1. Première constatation : importance du dialogue entre les deux voix, mais aussi des paroles prononcées qui suscitent
des réactions chez l’enfant.
2. Deuxième constatation : importante présence de blanc, de points de suspension (qui suggèrent un manque, quelque
chose à préciser à remplir + une oralité)
Problématique : Comment cet incipit, présentant les deux versants, théorique et pratique d’un souvenir de petite
enfance, détermine notre lecture de l’ensemble du texte ?
On nommera N1 la voix la plus proche de l’enfant et N2, l’autre voix (souvent critique) selon suggestion de Françoise
Calin (« Les Voix narratives dans Enfance : mise en question et mise en page de l’autobiographie » dans Autour de Nathalie
Sarraute, p. 199-209).
1. Un dialogue innovant
Le procédé du dialogue n’est pas inédit dans l’autobiographie : dans Origines (1988), Annie Leclerc dialogue avec JJ
Rousseau, à qui elle raconte sa vie. Dans L’Enfant que tu étais (1982), Alain Bosquet s’adresse à l’enfant qu’il était autrefois.
C’est dans cette première séquence que le lecteur découvre la structure dialogique d’Enfance. Le dialogue n’est donc
pas cantonné aux pages liminaires d’Enfance, dont il organise la structure d’ensemble.
Dans cette première séquence, les deux blocs révèlent l’importance décisive de ce dialogue.
1. La théâtralité
Ce dialogue confère un caractère théâtral à l’autobiographie de Nathalie Sarraute, auteur elle-même de nombreuses
pièces de théâtre : Le Mensonge (1967, créée par Jean-Louis Barrault), Isma (1970) Pour un oui pour un non (1983 : Enfance
paraît pendant que la pièce est créée au théâtre des Champs-Élysées).
Dans le premier bloc :
On est en présence de deux voix familières l’une à l’autre : tutoiement. La forme dialoguée est marquée par des tirets,
des jeux de questions/réponses, des interruptions. Les deux voix sont proches l’une de l’autre, mais connaissent des
divergences.
Les tournures parfois familières comme il n’y a pas à tortiller donnent le ton dès le début (l. 5)
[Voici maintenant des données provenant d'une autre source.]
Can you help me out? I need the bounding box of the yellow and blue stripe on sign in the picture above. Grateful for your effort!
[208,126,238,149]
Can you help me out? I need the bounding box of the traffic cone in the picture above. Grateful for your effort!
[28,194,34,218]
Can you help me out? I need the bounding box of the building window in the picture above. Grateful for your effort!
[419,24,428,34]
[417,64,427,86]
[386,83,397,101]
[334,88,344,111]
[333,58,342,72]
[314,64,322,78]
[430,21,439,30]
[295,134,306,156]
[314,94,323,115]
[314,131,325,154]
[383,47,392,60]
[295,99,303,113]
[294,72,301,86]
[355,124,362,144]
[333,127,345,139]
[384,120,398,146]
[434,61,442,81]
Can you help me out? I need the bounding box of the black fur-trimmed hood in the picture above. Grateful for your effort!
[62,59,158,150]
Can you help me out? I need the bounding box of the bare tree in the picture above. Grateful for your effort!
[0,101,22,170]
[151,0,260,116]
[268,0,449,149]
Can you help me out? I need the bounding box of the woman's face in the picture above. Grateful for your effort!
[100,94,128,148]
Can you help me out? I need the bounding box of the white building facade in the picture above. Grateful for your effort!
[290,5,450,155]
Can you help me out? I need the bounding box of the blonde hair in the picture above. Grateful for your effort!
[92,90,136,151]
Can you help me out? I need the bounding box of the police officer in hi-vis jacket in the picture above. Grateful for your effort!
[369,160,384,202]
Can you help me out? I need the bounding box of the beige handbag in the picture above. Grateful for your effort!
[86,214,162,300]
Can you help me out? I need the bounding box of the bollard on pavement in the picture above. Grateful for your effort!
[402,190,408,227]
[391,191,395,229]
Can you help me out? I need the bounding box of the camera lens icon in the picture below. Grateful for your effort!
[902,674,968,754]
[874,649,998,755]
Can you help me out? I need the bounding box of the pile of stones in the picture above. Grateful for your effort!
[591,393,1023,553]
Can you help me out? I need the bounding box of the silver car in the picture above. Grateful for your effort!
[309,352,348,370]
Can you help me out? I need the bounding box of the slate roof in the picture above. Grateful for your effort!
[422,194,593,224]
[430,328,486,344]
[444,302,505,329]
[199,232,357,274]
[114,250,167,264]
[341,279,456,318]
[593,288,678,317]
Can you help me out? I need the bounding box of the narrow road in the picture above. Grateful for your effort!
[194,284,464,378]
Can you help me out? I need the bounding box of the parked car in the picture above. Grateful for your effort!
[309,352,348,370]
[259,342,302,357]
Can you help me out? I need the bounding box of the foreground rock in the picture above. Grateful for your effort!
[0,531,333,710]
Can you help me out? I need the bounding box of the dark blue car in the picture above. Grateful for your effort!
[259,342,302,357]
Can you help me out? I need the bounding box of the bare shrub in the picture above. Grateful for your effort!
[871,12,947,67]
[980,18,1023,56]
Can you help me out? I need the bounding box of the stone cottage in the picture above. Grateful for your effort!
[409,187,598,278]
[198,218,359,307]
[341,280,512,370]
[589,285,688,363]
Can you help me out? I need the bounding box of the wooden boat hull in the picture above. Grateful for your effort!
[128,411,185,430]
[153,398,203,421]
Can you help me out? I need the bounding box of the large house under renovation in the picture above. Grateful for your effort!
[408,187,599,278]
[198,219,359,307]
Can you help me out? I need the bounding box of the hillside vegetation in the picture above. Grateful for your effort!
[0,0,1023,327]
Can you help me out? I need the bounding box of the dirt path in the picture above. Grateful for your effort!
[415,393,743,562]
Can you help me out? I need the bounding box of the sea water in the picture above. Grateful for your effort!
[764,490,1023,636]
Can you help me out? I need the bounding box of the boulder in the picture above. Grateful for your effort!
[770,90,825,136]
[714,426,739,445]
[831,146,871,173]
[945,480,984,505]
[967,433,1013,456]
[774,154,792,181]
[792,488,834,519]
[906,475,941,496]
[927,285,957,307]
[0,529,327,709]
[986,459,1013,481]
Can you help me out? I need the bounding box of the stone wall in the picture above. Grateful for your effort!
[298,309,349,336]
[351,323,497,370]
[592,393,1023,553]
L’imitation de l’oral est signifiée par l’usage des points de suspension (les propos donnent l’impression de ne pas
avoir été préparés d’avance ; les voix hésitent, cherchent leurs mots, ne terminent pas leurs phrases – ex l. 8…)  on est dans
le registre de la conversation, réinventée avec son « naturel ».
Dans le deuxième bloc :
Les paroles de la jeune femme chargée de s’occuper de Natacha et de Natacha elle-même (10) sont intégrées dans
l’énoncé pris en charge par la voix N1 de plusieurs manières :
- discours direct (isolé par guillemets)
- discours direct libre c’est-à-dire du discours direct intégré sans être isolé typographiquement, Qu’est-ce que tu as
fait, Tachok, qu’est-ce qui t’a pris ? (l. 104).
La reprise des paroles prononcées produit un effet d’amplification.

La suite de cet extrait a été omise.